Hepatic SirT1-Dependent Gain of Function of Stearoyl-CoA Desaturase-1 Conveys Dysmetabolic and Tumor Progression Functions

Obesity is associated with higher incidence of cancer, but the predisposing mechanisms remain poorly understood. The NAD⁺-dependent deacetylase SirT1 orchestrates metabolism, cellular survival, and growth. However, there is no unifying mechanism to explain the metabolic and tumor-related effects of SirT1. In this work, we demonstrate that genetic ablation of the endogenous inhibitor of SirT1, Deleted-in-Breast-Cancer-1 (Dbc1), unexpectedly results in obesity and insulin resistance. Dbc1 deficiency promoted SirT1-dependent gain of function of stearoyl-coenzyme A desaturase 1 (Scd1), increasing plasma and tissue levels of unsaturated fatty acids.
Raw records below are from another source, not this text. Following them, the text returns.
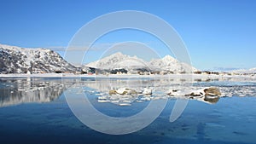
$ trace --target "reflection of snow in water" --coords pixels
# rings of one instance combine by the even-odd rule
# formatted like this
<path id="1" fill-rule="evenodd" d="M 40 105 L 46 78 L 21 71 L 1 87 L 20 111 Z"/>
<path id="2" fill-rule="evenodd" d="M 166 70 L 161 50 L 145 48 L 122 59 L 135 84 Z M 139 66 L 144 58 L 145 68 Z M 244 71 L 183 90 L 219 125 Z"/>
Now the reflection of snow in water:
<path id="1" fill-rule="evenodd" d="M 160 99 L 197 100 L 216 103 L 219 97 L 254 96 L 256 84 L 253 81 L 239 79 L 230 81 L 198 80 L 197 82 L 178 78 L 3 78 L 0 87 L 0 107 L 24 102 L 49 102 L 60 96 L 67 88 L 84 87 L 74 95 L 90 94 L 98 102 L 111 102 L 119 106 L 131 106 Z M 204 89 L 217 87 L 218 96 L 205 96 Z M 112 91 L 112 93 L 110 93 Z M 193 95 L 192 95 L 193 94 Z"/>

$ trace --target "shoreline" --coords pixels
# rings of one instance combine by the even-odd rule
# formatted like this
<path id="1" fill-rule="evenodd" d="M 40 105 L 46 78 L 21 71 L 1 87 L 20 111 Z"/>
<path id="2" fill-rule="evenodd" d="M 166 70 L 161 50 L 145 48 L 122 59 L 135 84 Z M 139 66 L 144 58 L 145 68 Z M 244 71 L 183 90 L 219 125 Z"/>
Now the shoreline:
<path id="1" fill-rule="evenodd" d="M 168 75 L 138 75 L 138 74 L 110 74 L 110 75 L 88 75 L 73 73 L 37 73 L 37 74 L 0 74 L 4 78 L 249 78 L 256 79 L 253 75 L 215 75 L 215 74 L 168 74 Z"/>

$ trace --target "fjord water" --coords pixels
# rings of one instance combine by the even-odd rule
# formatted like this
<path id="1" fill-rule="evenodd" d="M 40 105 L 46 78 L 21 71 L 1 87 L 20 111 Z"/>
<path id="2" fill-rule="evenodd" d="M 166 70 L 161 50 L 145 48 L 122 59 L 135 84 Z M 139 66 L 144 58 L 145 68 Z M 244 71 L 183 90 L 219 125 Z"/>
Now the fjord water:
<path id="1" fill-rule="evenodd" d="M 164 111 L 151 124 L 120 135 L 102 134 L 83 124 L 70 110 L 63 92 L 83 85 L 82 92 L 98 111 L 112 117 L 128 117 L 142 111 L 150 101 L 141 101 L 144 99 L 138 96 L 131 100 L 131 106 L 121 107 L 113 101 L 99 102 L 99 95 L 108 93 L 106 88 L 125 84 L 152 86 L 146 83 L 148 79 L 113 78 L 111 85 L 108 85 L 109 81 L 95 78 L 9 78 L 0 81 L 1 143 L 256 143 L 256 83 L 250 81 L 195 82 L 194 88 L 219 87 L 228 96 L 212 104 L 191 99 L 173 123 L 169 117 L 176 98 L 168 97 Z M 166 90 L 176 84 L 171 80 L 160 88 Z"/>

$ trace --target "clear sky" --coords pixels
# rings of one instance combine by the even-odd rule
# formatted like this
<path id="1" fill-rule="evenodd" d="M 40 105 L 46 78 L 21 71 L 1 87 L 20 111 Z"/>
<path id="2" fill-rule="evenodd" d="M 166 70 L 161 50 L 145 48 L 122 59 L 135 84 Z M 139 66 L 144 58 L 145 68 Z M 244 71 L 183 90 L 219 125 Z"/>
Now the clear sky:
<path id="1" fill-rule="evenodd" d="M 118 10 L 140 10 L 155 14 L 172 26 L 183 39 L 193 66 L 199 69 L 256 67 L 254 0 L 0 2 L 3 44 L 60 51 L 81 26 L 96 17 Z M 131 37 L 133 36 L 112 37 L 110 42 L 104 42 L 134 40 Z M 146 38 L 140 40 L 152 43 Z"/>

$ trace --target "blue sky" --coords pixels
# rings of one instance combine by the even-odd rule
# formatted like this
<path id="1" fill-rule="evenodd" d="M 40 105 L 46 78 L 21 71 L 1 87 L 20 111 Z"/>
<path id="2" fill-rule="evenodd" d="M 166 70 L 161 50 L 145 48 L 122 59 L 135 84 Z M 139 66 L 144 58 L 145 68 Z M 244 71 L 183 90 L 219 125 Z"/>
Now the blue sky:
<path id="1" fill-rule="evenodd" d="M 256 67 L 255 8 L 253 0 L 1 0 L 0 43 L 60 49 L 96 17 L 118 10 L 140 10 L 162 18 L 176 29 L 195 67 L 250 68 Z M 117 32 L 109 42 L 108 38 L 102 42 L 140 40 L 159 51 L 163 49 L 150 37 L 143 39 L 123 32 L 125 37 Z M 160 53 L 164 55 L 166 51 Z"/>

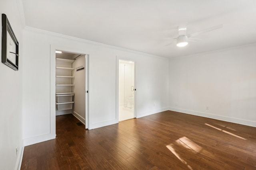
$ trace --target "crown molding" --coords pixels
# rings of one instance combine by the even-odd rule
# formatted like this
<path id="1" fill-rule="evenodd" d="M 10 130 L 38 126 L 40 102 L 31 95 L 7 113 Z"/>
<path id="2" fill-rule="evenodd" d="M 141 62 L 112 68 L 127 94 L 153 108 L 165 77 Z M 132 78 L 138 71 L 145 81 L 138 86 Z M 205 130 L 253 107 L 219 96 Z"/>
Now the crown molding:
<path id="1" fill-rule="evenodd" d="M 25 14 L 24 14 L 24 9 L 23 8 L 23 3 L 22 0 L 16 0 L 16 3 L 18 7 L 18 10 L 20 14 L 20 22 L 22 28 L 26 26 L 26 20 L 25 19 Z"/>
<path id="2" fill-rule="evenodd" d="M 58 37 L 64 38 L 72 40 L 74 40 L 76 41 L 80 41 L 84 43 L 86 43 L 90 45 L 100 45 L 101 46 L 107 47 L 108 48 L 111 48 L 112 49 L 127 51 L 130 53 L 132 53 L 135 54 L 138 54 L 140 55 L 144 55 L 147 57 L 150 57 L 154 58 L 157 58 L 158 59 L 169 60 L 169 58 L 164 57 L 161 56 L 158 56 L 157 55 L 153 55 L 150 54 L 148 54 L 145 53 L 143 53 L 140 51 L 137 51 L 134 50 L 132 50 L 130 49 L 125 49 L 124 48 L 120 47 L 118 47 L 115 46 L 114 45 L 108 45 L 102 43 L 98 43 L 97 42 L 93 41 L 92 41 L 87 40 L 85 39 L 82 39 L 81 38 L 77 38 L 76 37 L 72 37 L 69 35 L 66 35 L 64 34 L 61 34 L 58 33 L 56 33 L 53 32 L 49 31 L 45 31 L 42 29 L 38 29 L 38 28 L 35 28 L 33 27 L 28 27 L 26 26 L 24 28 L 24 30 L 26 31 L 28 31 L 30 32 L 34 32 L 37 33 L 40 33 L 44 35 L 48 35 L 52 36 L 54 36 Z"/>

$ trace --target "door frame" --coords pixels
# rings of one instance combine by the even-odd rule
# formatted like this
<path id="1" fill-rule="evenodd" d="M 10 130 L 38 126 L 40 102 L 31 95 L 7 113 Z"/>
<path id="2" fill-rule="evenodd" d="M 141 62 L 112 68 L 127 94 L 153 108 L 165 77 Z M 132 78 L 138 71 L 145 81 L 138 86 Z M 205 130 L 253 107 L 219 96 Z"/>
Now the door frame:
<path id="1" fill-rule="evenodd" d="M 116 56 L 116 119 L 119 122 L 119 60 L 132 61 L 134 63 L 134 117 L 137 118 L 137 63 L 136 59 L 130 57 L 124 57 Z"/>
<path id="2" fill-rule="evenodd" d="M 74 49 L 66 46 L 57 45 L 50 45 L 50 133 L 56 135 L 56 60 L 55 51 L 57 50 L 75 54 L 82 54 L 85 55 L 85 128 L 89 129 L 89 56 L 86 51 L 78 49 Z"/>

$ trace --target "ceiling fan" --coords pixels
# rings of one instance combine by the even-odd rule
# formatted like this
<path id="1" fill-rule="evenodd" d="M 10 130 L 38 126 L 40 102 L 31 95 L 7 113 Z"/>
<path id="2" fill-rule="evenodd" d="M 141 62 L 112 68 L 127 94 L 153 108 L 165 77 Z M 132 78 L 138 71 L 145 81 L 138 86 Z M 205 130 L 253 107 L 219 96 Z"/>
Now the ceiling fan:
<path id="1" fill-rule="evenodd" d="M 176 40 L 176 45 L 178 47 L 184 47 L 188 45 L 188 41 L 197 42 L 201 40 L 200 39 L 193 38 L 194 37 L 196 37 L 203 33 L 218 29 L 222 27 L 222 24 L 220 24 L 187 35 L 186 34 L 187 31 L 186 24 L 181 25 L 178 27 L 178 37 L 177 38 L 173 38 L 172 39 Z M 168 44 L 166 46 L 169 45 L 171 43 Z"/>

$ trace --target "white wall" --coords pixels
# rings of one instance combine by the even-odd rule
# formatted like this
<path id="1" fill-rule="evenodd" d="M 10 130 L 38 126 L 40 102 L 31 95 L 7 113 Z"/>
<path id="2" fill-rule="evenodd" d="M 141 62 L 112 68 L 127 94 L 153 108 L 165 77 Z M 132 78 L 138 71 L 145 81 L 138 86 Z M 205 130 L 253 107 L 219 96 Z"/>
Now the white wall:
<path id="1" fill-rule="evenodd" d="M 24 145 L 50 138 L 46 136 L 51 133 L 50 53 L 54 53 L 50 51 L 52 45 L 77 49 L 77 52 L 84 52 L 90 55 L 90 129 L 118 122 L 116 112 L 116 56 L 130 58 L 136 62 L 137 117 L 168 109 L 168 59 L 30 28 L 24 30 L 23 35 Z M 52 117 L 52 120 L 54 119 Z"/>
<path id="2" fill-rule="evenodd" d="M 19 42 L 19 70 L 0 63 L 0 169 L 17 169 L 20 166 L 23 152 L 22 140 L 22 26 L 15 0 L 1 1 L 2 14 L 6 15 Z M 0 29 L 2 35 L 2 27 Z M 2 41 L 0 47 L 2 47 Z M 0 47 L 1 48 L 1 47 Z M 2 56 L 2 55 L 1 55 Z M 18 149 L 16 156 L 16 147 Z M 19 164 L 20 163 L 20 164 Z"/>
<path id="3" fill-rule="evenodd" d="M 256 49 L 254 44 L 171 59 L 170 109 L 256 127 Z"/>

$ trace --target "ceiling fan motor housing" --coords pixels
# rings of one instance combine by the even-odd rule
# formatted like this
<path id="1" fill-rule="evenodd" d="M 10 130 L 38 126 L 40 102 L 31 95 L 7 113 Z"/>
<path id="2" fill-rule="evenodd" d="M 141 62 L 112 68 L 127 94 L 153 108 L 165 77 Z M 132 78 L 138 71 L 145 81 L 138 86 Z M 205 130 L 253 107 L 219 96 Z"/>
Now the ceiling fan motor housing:
<path id="1" fill-rule="evenodd" d="M 177 46 L 184 47 L 188 44 L 188 38 L 186 35 L 180 35 L 177 38 Z"/>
The metabolic abnormalities in Dbc1^-/- mice were reversed by ablation of hepatic SirT1 or by inhibition of Scd1 activity. Furthermore, loss of Dbc1 impaired activation of the master tumor suppressor p53 and treatment with an Scd1 inhibitor extended survival of tumor-prone TP53^-/- mice by decreasing tumor-related death. Together, our findings illustrate a shared mechanism of obesity and tumor progression mediated by hepatic SirT1 and resulting in the activation of a key lipid synthetic enzyme, with potential therapeutic implications. Qiang et al. show that derepression of SirT1 by Dbc1 ablation leads to elevation of the fatty acid desaturase Scd1, providing a mechanism that connects obesity with cancer.